I feel the need to set the record straight because I am routinely called a Straussian by students of what is known as neoconservatism, and at the very least this is an insult to true Straussians, who presumably do understand what they're talking about. There isn't room here to list all the places where I have been called a Straussian--a Google search for "Robert Kagan" and "Leo Strauss" turns up 16,500 hits. Suffice to say that the immensely erudite Arthur Schlesinger Jr. has referred to me as a "student" of Strauss and Bloom, as has the columnist William Pfaff, and a half dozen other equally learned folk. A professor somewhere named Anne Norton has written a whole book assuming that I am a Straussian. You may ask why didn't she call me, just to confirm. But that would have been journalism, not scholarship. Then there are the followers of Lyndon LaRouche (see their "Children of Satan" pamphlets), left-wing and
right-wing bloggers, as well as Arab, Asian, African, and, of course, European journalists and academics.

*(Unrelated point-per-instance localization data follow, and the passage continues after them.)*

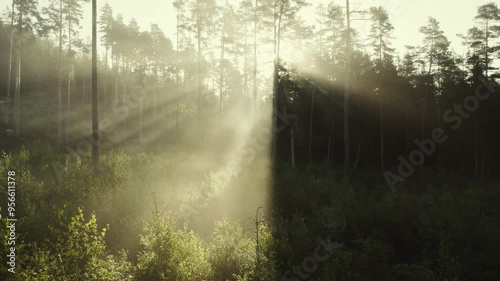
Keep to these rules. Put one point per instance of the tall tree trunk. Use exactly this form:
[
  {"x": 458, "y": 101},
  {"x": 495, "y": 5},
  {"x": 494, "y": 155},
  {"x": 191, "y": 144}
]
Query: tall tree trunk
[
  {"x": 427, "y": 90},
  {"x": 106, "y": 77},
  {"x": 255, "y": 19},
  {"x": 198, "y": 74},
  {"x": 177, "y": 64},
  {"x": 95, "y": 122},
  {"x": 117, "y": 66},
  {"x": 221, "y": 73},
  {"x": 68, "y": 95},
  {"x": 17, "y": 98},
  {"x": 292, "y": 148},
  {"x": 382, "y": 147},
  {"x": 11, "y": 52},
  {"x": 84, "y": 86},
  {"x": 476, "y": 149},
  {"x": 140, "y": 121},
  {"x": 347, "y": 151},
  {"x": 59, "y": 85},
  {"x": 310, "y": 126}
]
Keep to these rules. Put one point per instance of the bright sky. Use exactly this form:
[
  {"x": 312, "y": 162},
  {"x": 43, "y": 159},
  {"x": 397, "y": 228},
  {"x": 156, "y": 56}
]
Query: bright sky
[{"x": 455, "y": 16}]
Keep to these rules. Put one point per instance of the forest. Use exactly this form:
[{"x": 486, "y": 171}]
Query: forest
[{"x": 259, "y": 142}]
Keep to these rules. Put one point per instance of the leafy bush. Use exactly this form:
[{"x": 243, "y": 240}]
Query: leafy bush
[{"x": 170, "y": 253}]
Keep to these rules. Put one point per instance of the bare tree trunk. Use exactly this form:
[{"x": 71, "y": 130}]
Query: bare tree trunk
[
  {"x": 356, "y": 162},
  {"x": 140, "y": 121},
  {"x": 221, "y": 73},
  {"x": 381, "y": 133},
  {"x": 68, "y": 101},
  {"x": 347, "y": 151},
  {"x": 476, "y": 149},
  {"x": 11, "y": 52},
  {"x": 310, "y": 127},
  {"x": 84, "y": 86},
  {"x": 106, "y": 77},
  {"x": 382, "y": 141},
  {"x": 177, "y": 92},
  {"x": 292, "y": 148},
  {"x": 17, "y": 98},
  {"x": 95, "y": 122},
  {"x": 59, "y": 85},
  {"x": 255, "y": 19},
  {"x": 117, "y": 66}
]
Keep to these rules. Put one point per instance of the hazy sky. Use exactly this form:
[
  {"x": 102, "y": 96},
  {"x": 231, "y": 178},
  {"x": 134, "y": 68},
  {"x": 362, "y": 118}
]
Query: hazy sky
[{"x": 455, "y": 16}]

In recent years the discussion has achieved a new level. I am now frequently accused of being not just a Straussian but a bad Straussian, because some scholars have pointed out that my foreign policy views do not really accord with Strauss's thinking. So I have been charged with distorting and even betraying Straussianism. I'm prepared to believe this is true. But as I mentioned, I don't understand Strauss, so it's hard for me to evaluate.
Again, I don't really care. But I see that courses are now being taught in some American colleges urging students to delve into the significance of Straussianism in shaping my foreign policy views. And I think it's a shame if students write entire papers based on a simple factual error.
It is true that I have known Straussians almost all my life. And the one thing I was taught about them from the earliest age is that they are wrong. The person who taught me this was my father, an ancient historian who spent a good portion of his time at Cornell University in the 1960s arguing with Allan Bloom. As a youngster of eight or nine I got to witness many of these arguments in the faculty lunch room at the Statler, where my father would take me on summer days. They were fun. For one thing, Bloom was an incredible character, though to my youthful eye he acted, talked, and dressed a bit silly. I remember being absolutely enthralled by his famous stutter. He would start a sentence by saying, "The-ah, the-ah, the-ah, the-ah, the-ah truth that Socrates was, ah, seeking . . . " Something like that. Also, whenever I saw him he would practically squeeze the life out of me with a bear-hug. It was actually painful. And he once accidentally stubbed a cigar out on my hand at a poker game.